A normalização que prometera pôr termo à exclusão e segregação do “diferente” não passou disso mesmo: Uma promessa por cumprir. E não foi cumprida sobretudo porque insistiu na catalogação e na categorização do que não pode ser catalogado ou categorizado: O ser humano. Pelo contrário, a normalização fez carregar ao “diferente” pesados rótulos e carimbos que este acabou por interiorizar, pensando tratar-se de um ser menor e menorizado, porque incapaz de ser aquilo que nunca poderá ser: Uma cópia, que qual clone, teria de ser e de estar como a maioria, tida para si mesma como “normal”. Ou seja, para anormalização “a deficiência é vista como um ‘problema’ do indivíduo e, por isso, o próprio indivíduo terá que se adaptar à sociedade ou ele terá que ser mudado por profissionais através da reabilitação ou cura” (Fletcher, 1996, p. 25). E, no entanto, como pode um surdo ser e estar no e com o mundo do mesmo modo que um ouvinte? Como pode um cego ser e estar no e com o mundo do mesmo modo que um visual? Como posso ser e estar eu e estar no e com o mundo do mesmo modo que o outro?

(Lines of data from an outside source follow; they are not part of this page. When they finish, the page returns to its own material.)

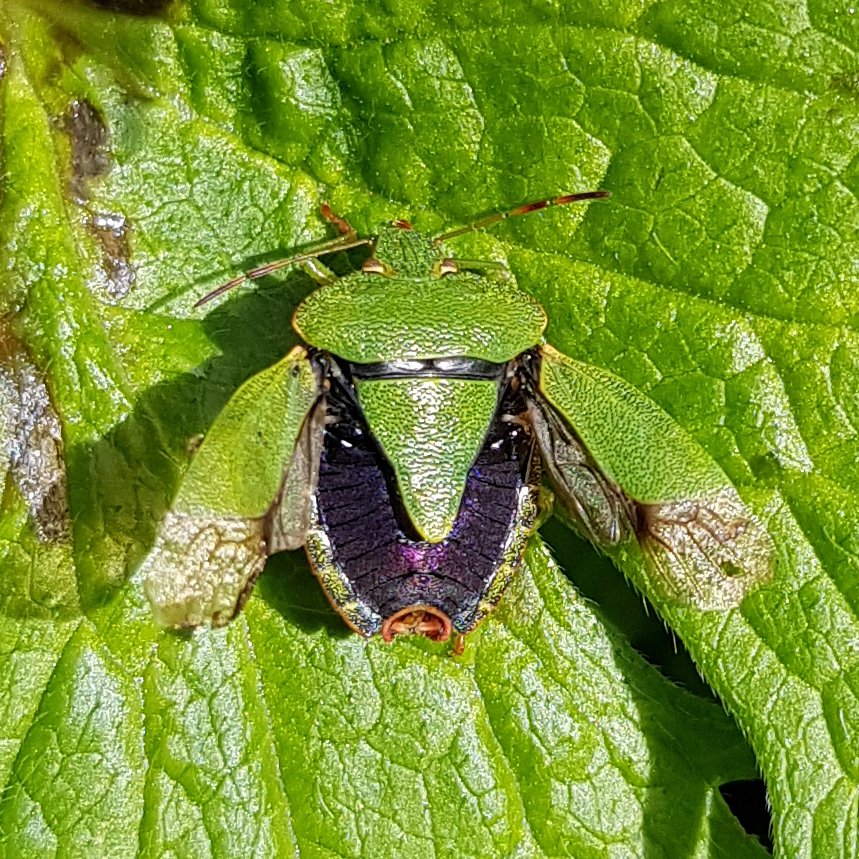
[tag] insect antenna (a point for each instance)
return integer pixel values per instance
(345, 243)
(525, 209)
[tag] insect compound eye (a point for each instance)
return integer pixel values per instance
(446, 266)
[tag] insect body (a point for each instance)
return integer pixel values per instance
(404, 448)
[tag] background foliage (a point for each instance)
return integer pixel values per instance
(147, 156)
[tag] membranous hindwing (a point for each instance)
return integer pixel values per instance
(214, 540)
(620, 466)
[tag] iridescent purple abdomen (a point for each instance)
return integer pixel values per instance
(378, 574)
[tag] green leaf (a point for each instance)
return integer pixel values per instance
(148, 158)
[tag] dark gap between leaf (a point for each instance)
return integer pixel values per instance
(747, 800)
(597, 578)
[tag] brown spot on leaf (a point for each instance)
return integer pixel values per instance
(112, 233)
(91, 159)
(89, 141)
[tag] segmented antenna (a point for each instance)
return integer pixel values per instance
(524, 209)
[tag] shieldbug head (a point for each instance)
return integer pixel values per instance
(405, 444)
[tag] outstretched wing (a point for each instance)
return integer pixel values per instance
(214, 539)
(701, 542)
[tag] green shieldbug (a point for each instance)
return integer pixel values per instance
(404, 447)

“Se o critério para afirmar a singularidade educativa desses sujeitos é o de uma caracterização excludente a partir da deficiência que possuem, então não se está falando de educação, mas de uma intervenção; se se acredita que a deficiência, por si mesma, em si mesma, é o eixo que define e domina toda a vida pessoal e social dos sujeitos, então não se estará construindo um verdadeiro processo educativo, mas um vulgar processo clínico” (p. 9).

A este propósito, gostaríamos de relembrar as palavras de Freire (1983, 1987), por nos parecerem exprimir aquilo que a normalização esqueceu: O educador não pode dicotomizar. Pelo contrário, ele deve dialogar, fundando o seu fazer

“ [numa] praxis na qual a acção e a reflexão, solidárias, se iluminam constante e mutuamente. Na qual a prática, implicando a teoria da qual não se separa, implica também uma postura de quem busca o saber, e não de quem passivamente o recebe” (1983, p. 80),

pois, só “através do diálogo, reflectindo juntos sobre o que sabemos e não sabemos, podemos, a seguir, atuar, criticamente, para transformar a realidade” (Freire, 1987, p. 123).